Press Release 01/01
NET LOSS OF 9 MILLION HECTARES OF FORESTS PER YEAR DESPITE INCREASES IN PLANTATIONS
Rome, 22 January.- The global rate of net forest loss has slowed to 9 million hectares per year, according to the latest global forest assessment by the UN Food and Agriculture Organization (FAO).
The assessment shows a rate 20 percent lower than the global figure previously reported in 1995. Forests are disappearing most rapidly in Africa and Latin America, whereas in Asia, the reduction of natural forests is largely compensated by new plantation forests. In Europe and North America the forest area is increasing, according to the FAO survey. Overall, the world contains around 6000 square meters of forest for each person, which is reducing by 12 square meters every year.
These figures have been published on the FAO Forestry Web site (www.fao.org/forestry) and will be officially presented in FAO's State of the World's Forests 2001 due to be released on the occasion of the forthcoming session of FAO Committee on Forestry, in Rome on 12 March . The Committee on Forestry (COFO) is FAO's leading forum for international discussions on forest policy and technical issues, and it will be attended by more than 100 FAO member countries .
The current survey is the latest in global forest assessments by FAO spanning a 50-year period and the first of its kind to be implemented using a uniform global definition of forest. The findings reveal a diverse picture, where some countries still have very high levels of deforestation (mainly conversion of forests to other land uses) while others show significant increases in forest cover through plantations or natural re-growth .
"These differences", according to FAO Director General Dr. Jacques Diouf, "cannot be explained by population pressure on forests alone. Rather they are apparently the results of economic developments at large, and national forest or land use policies. Therefore, forestry surveys should address, on a sustainable basis, further development of the forestry sector which constitutes a backbone of world food security."
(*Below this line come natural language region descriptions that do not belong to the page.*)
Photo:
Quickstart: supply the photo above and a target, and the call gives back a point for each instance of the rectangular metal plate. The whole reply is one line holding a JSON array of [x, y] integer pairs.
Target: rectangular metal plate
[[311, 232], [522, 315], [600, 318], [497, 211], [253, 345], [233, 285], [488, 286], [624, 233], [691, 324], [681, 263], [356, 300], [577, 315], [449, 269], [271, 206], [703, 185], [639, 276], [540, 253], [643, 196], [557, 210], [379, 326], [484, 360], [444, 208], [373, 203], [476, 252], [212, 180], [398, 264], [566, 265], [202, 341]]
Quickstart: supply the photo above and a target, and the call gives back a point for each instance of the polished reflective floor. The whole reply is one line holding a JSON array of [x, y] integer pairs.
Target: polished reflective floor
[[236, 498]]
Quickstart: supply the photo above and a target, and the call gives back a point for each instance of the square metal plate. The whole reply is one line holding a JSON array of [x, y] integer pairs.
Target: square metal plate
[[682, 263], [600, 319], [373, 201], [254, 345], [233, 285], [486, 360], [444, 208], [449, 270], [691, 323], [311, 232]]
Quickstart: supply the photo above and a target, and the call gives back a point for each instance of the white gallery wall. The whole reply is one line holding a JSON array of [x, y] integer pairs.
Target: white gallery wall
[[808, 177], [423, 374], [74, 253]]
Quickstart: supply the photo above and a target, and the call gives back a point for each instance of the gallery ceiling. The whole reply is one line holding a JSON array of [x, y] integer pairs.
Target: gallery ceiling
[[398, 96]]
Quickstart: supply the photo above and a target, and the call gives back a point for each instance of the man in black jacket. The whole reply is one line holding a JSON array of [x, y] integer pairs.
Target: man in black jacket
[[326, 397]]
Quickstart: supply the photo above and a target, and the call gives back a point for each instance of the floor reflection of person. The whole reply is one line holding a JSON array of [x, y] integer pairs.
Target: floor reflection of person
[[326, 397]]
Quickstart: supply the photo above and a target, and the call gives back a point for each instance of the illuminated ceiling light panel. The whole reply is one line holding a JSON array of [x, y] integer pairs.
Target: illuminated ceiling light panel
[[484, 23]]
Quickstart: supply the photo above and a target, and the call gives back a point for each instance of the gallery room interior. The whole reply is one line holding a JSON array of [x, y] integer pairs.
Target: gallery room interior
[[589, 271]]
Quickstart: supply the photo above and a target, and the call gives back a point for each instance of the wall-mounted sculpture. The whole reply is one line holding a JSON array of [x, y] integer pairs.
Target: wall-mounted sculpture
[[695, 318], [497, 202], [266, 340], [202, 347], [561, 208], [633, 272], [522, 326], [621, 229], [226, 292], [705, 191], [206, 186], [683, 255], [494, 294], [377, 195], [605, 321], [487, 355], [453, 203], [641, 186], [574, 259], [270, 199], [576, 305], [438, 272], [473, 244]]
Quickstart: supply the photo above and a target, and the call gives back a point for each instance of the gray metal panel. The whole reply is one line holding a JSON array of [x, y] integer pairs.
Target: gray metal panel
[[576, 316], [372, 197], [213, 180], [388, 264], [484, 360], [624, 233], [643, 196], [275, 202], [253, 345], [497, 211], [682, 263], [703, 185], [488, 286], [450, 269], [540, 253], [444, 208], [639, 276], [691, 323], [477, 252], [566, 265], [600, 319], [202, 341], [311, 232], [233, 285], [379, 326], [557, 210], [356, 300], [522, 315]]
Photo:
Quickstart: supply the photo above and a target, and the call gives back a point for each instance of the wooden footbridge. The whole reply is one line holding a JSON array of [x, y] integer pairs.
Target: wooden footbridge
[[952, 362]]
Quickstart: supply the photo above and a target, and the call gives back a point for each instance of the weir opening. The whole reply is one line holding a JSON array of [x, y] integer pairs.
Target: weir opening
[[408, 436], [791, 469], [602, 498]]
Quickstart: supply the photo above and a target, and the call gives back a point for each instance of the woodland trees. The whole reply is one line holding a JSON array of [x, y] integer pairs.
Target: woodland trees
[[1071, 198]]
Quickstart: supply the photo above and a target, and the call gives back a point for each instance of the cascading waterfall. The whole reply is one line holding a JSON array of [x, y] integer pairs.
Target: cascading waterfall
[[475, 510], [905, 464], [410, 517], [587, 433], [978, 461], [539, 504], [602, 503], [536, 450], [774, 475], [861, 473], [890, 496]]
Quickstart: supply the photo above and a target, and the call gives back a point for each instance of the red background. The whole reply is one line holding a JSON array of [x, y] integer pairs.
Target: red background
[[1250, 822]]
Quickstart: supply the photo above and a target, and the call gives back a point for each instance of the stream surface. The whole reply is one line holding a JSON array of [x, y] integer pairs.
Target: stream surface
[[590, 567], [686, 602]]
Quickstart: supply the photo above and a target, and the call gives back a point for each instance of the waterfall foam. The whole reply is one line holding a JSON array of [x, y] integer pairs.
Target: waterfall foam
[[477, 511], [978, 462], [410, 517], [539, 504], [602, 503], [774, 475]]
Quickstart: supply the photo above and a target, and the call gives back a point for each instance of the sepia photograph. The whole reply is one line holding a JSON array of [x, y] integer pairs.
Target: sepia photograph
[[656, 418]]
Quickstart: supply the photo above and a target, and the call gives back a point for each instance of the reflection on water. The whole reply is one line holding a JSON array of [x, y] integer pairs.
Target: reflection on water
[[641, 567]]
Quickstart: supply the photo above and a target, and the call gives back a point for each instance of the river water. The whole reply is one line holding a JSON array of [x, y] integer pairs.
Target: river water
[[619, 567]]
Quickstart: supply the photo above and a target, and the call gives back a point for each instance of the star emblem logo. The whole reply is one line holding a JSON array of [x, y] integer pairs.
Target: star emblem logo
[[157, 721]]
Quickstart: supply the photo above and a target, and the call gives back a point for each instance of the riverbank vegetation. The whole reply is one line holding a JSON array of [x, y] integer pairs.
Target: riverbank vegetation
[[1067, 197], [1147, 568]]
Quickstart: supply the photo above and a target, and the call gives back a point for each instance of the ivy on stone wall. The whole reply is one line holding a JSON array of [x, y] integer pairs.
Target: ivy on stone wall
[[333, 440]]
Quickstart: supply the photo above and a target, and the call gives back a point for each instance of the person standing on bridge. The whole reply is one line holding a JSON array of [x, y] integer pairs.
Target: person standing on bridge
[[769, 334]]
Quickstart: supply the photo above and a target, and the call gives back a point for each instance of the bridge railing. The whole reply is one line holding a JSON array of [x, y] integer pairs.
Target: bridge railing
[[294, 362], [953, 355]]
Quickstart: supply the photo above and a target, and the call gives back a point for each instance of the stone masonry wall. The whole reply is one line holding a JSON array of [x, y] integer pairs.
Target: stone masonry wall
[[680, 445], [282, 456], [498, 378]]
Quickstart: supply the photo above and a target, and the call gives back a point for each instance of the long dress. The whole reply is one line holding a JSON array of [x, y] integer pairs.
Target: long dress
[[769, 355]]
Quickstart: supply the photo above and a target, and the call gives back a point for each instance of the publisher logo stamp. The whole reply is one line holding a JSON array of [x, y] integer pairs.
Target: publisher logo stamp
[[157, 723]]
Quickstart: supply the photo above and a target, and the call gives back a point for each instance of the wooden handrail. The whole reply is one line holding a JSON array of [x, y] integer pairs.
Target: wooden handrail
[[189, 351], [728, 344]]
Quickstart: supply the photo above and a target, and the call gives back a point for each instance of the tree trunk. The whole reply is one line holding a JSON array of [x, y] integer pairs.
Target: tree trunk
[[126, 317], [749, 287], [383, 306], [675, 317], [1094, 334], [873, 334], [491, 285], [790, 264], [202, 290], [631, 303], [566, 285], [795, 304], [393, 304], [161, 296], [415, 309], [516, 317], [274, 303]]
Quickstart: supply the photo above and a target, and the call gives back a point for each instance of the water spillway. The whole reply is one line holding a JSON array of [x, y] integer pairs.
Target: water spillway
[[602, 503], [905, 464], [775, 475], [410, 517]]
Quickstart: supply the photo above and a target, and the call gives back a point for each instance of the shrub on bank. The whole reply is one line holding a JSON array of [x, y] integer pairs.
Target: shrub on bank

Commenting on the new global assessment on forests, Dr. Hosny El-Lakany, Assistant Director General (Forestry Department), said: "Although remote sensing has increased the information about forests in general, field surveys remain the main source of knowledge about forest dynamics and forest change. FAO is now addressing the need for improved quality and relevance in forestry information in new proposals for future forest assessments to be discussed at COFO in March".